Umbrella Insurance
Insurance Glossary
An umbrella insurance policy, also known as excess liability insurance, is a type of policy that provides additional liability coverage beyond the limits of your existing insurance policies, such as your homeowner’s, auto, or boat insurance. It acts as a safety net, protecting your assets and future income from large liability claims or lawsuits.
Here are some key aspects of umbrella insurance
- Excess Liability: Umbrella insurance kicks in when the liability limits of your underlying policies are exhausted. It provides an extra layer of protection for situations where a claim exceeds the coverage of your primary insurance.
- Broad Coverage: Umbrella policies typically cover a wide range of liability claims, including those arising from:
- Bodily injury
- Property damage
- Personal injury (libel, slander, defamation)
- Landlord liability
- Certain lawsuits
- High Limits: Umbrella policies offer high coverage limits, typically starting at $1 million and going up to $10 million or more.
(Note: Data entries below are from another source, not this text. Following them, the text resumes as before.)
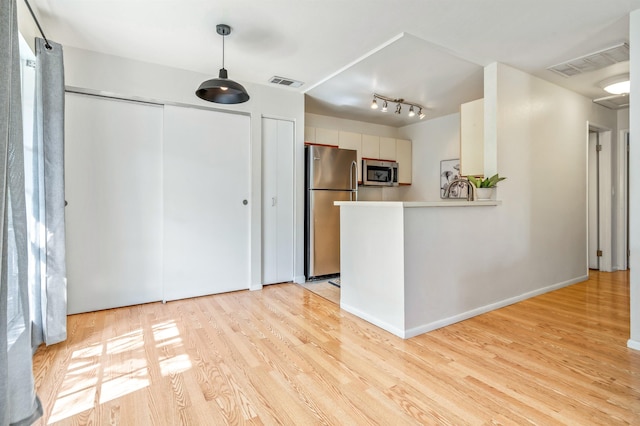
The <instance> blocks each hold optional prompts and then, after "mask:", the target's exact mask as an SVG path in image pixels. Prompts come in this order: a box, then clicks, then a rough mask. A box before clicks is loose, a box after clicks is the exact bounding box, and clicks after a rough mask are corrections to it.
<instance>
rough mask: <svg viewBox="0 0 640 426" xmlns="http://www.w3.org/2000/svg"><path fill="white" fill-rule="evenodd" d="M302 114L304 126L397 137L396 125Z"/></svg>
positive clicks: (318, 115) (331, 129) (379, 135)
mask: <svg viewBox="0 0 640 426" xmlns="http://www.w3.org/2000/svg"><path fill="white" fill-rule="evenodd" d="M304 116H305V125H306V126H311V127H320V128H323V129H331V130H342V131H345V132H353V133H363V134H367V135H377V136H385V137H389V138H396V137H398V129H397V128H396V127H391V126H385V125H382V124H374V123H366V122H364V121H356V120H346V119H344V118H337V117H329V116H326V115H318V114H310V113H306V114H305V115H304Z"/></svg>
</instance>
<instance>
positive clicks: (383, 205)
mask: <svg viewBox="0 0 640 426" xmlns="http://www.w3.org/2000/svg"><path fill="white" fill-rule="evenodd" d="M501 204H502V201H500V200H478V201H467V200H440V201H334V205H336V206H349V207H403V208H415V207H483V206H499V205H501Z"/></svg>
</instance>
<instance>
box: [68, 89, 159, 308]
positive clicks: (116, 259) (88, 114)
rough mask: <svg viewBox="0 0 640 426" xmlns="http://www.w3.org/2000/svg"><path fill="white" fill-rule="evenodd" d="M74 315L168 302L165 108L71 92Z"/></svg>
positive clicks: (70, 173) (71, 134) (71, 167)
mask: <svg viewBox="0 0 640 426" xmlns="http://www.w3.org/2000/svg"><path fill="white" fill-rule="evenodd" d="M65 100H66V106H65V109H66V119H65V192H66V200H67V201H68V203H69V204H68V206H67V208H66V240H67V242H66V245H67V298H68V312H69V313H70V314H73V313H79V312H88V311H95V310H100V309H108V308H114V307H118V306H127V305H133V304H138V303H147V302H153V301H158V300H161V299H162V273H161V271H162V232H161V231H162V115H163V114H162V107H161V106H157V105H151V104H145V103H140V102H127V101H121V100H115V99H110V98H104V97H98V96H89V95H80V94H73V93H67V95H66V98H65Z"/></svg>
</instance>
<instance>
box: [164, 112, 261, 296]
mask: <svg viewBox="0 0 640 426" xmlns="http://www.w3.org/2000/svg"><path fill="white" fill-rule="evenodd" d="M249 147H250V119H249V117H248V116H245V115H238V114H229V113H222V112H216V111H210V110H203V109H197V108H183V107H176V106H165V110H164V168H163V172H164V194H163V197H164V199H163V203H164V209H163V211H164V261H163V265H164V299H165V300H175V299H182V298H187V297H194V296H202V295H206V294H214V293H222V292H227V291H233V290H240V289H248V288H249V281H250V273H249V272H250V271H249V268H250V257H249V242H250V235H249V227H250V206H249V205H248V201H249V199H250V177H251V169H250V156H249V153H250V150H249Z"/></svg>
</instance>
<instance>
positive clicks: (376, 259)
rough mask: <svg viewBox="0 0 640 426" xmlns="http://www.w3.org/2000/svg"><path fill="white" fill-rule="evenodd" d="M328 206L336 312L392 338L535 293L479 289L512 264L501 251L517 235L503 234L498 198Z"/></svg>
mask: <svg viewBox="0 0 640 426" xmlns="http://www.w3.org/2000/svg"><path fill="white" fill-rule="evenodd" d="M335 204H336V205H338V206H340V223H341V227H340V228H341V231H340V253H341V254H340V264H341V284H342V285H341V289H340V290H341V296H340V307H341V308H342V309H344V310H346V311H348V312H351V313H352V314H354V315H357V316H359V317H361V318H363V319H365V320H367V321H369V322H371V323H372V324H374V325H377V326H379V327H381V328H383V329H384V330H387V331H389V332H391V333H393V334H395V335H396V336H399V337H402V338H409V337H413V336H416V335H418V334H422V333H425V332H427V331H431V330H434V329H436V328H440V327H443V326H446V325H449V324H452V323H455V322H458V321H462V320H464V319H467V318H470V317H472V316H475V315H478V314H481V313H484V312H487V311H490V310H493V309H496V308H499V307H502V306H506V305H508V304H511V303H514V302H516V301H519V300H523V299H526V298H529V297H531V296H533V295H534V294H529V293H526V294H513V295H510V296H509V297H507V298H504V294H505V291H501V290H500V289H498V291H496V289H495V287H492V286H489V285H486V283H487V282H488V280H492V278H493V277H495V276H496V275H497V274H501V273H502V272H504V271H505V268H509V267H510V266H511V265H508V264H505V262H504V259H505V256H504V254H505V253H506V252H509V251H510V250H511V252H513V248H510V241H513V238H514V237H516V238H517V237H518V236H514V235H505V232H504V231H502V228H503V227H501V220H502V219H503V218H501V210H502V209H500V207H499V206H500V205H501V202H500V201H492V200H488V201H458V200H442V201H434V202H367V201H364V202H363V201H359V202H348V201H344V202H336V203H335ZM523 231H526V230H523ZM511 254H513V253H511ZM506 257H507V258H509V256H506ZM502 290H506V293H507V294H508V293H509V289H502ZM546 291H549V289H541V290H539V291H536V293H543V292H546Z"/></svg>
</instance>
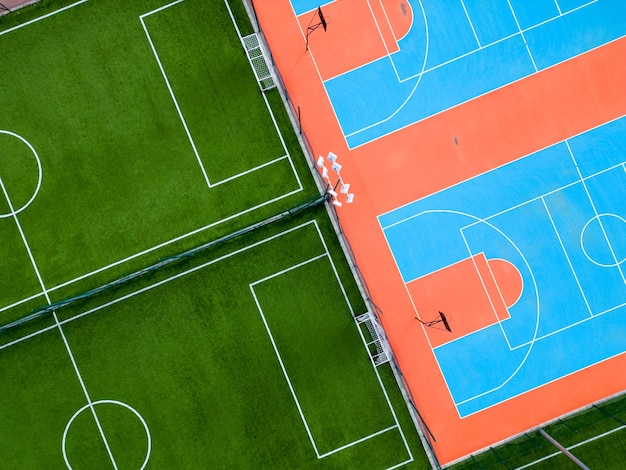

- Affordability: Despite offering significant coverage, umbrella insurance is relatively affordable compared to the increased liability protection it provides.
- Requirements: To purchase an umbrella policy, you usually need to maintain certain minimum liability limits on your underlying insurance policies.
Example
If you cause a car accident that results in $750,000 in damages, but your auto insurance liability limit is only $500,000, your umbrella policy would cover the remaining $250,000, up to its own limit.
Umbrella insurance is a valuable tool for protecting your financial security in case of a major liability claim or lawsuit. It provides peace of mind and helps ensure that your assets and future income are protected from unexpected and potentially devastating financial losses.